The five finalists pitching last week were:
- Wassim El Hariri (SASHA): SASHA (Smart Autonomous System for Hospital Assistance) is the first mobile robot in the world that is able to fully automate food distribution in hospitals giving each patient the correct meal on time. With existing mobile robots introduced into healthcare you need to manually load the goods and then manually unload them at the station when the robot travels from point to point. However, SASHA's unique design and concept creates a robot that can automate the picking, placing and distribution of meals.
- Alison Wood (Lilypads): Lilypads strives to end period poverty and stigma by providing affordable reusable sanitary pads and education to communities in Kenya. The social enterprise sells reusable sanitary pads to local communities in Homa Bay and provides empowering menstrual health education to school girls. The pads are produced in Nairobi enabling the cost of the pads to be kept as low as possible. A pack of pads lasts 2 years and is thus 1/6th of the price of disposables on the market. Pads are therefore accessible and provide a long term, environmentally sustainable solution. Lilypads offers a simple solution to a monumental issue and aims to ensure that no one feels isolated or endangered as a result of their period.
- Shwetal Shah (Erase All Kittens): E.A.K. is a revolutionary, online game that gives kids aged 8-14 knowledge of both computational thinking and professional coding languages, to effectively prepare them for 21st Century degrees and careers. E.A.K. has a huge focus on creativity - after all there’s not much point in students learning to code if they aren’t going to create! The aim is to bridge the gap that exists between learning the concepts of coding and being able to apply practical knowledge in a creative way.
- Ben Normal (BREWED): BREWED is a liquid tea concept that brings added health benefits due to the unique way in which its tea is prepared. BREWED was developed to prevent the unnecessary overuse of tea leaves in tea bag production, and its waste products are also recycled and used as fertilizer.
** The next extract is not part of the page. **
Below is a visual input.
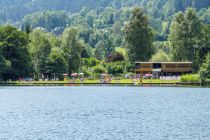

- Danielle Connor (Pocket Pals): Pocket Pals is an app that connects people with wildlife and the environment through their mobile phones. The app utilises GPS on mobile devices, allowing players to walk and locate digital animals. Through the excitement of exploring and tracking animated animals, users will learn how to identify and classify British fauna, from quirky Pine martens to less known but equally marvellous animals such as the Sunfish. Pocket Pals aims to engage young people with wildlife with a free-to-play app featuring charismatic virtual animals based on the wildlife of Britain.
And the winner was…. Lilypads! All of the judges felt that Lilypads was a great fit for all 4 key judging criteria (creativity, sustainability, viability), and also felt that the prize money would have instant impact.
Alison Wood of Lilypads said: “I was so surprised when I heard I’d won! There was stiff competition from the other finalists, all of whom had great ideas. This prize money will enable us to fulfil an existing order from a school in Kenya, and will also support us as we work to expand our business.”
Verizon has a long history of supporting innovation. Through Humanability, a mission that aims to give humans the ability to do more in this world, Verizon partners with visionaries all over the globe who use technology and data to turn innovative ideas into reality. In the United States, the transformative program called Verizon Innovative Learning provides free technology, free internet access, and hands-on learning experiences to help give under-resourced students the education they deserve and to prepare them for a tech-dependent economy. In addition, the Verizon 5G Labs work with companies of all sizes to bring their non-traditional connected solutions to market. This new relationship with Unloc has brought this focus on innovation to Europe, with the competition designed to promote self-development, technology and entrepreneurship skills amongst young people.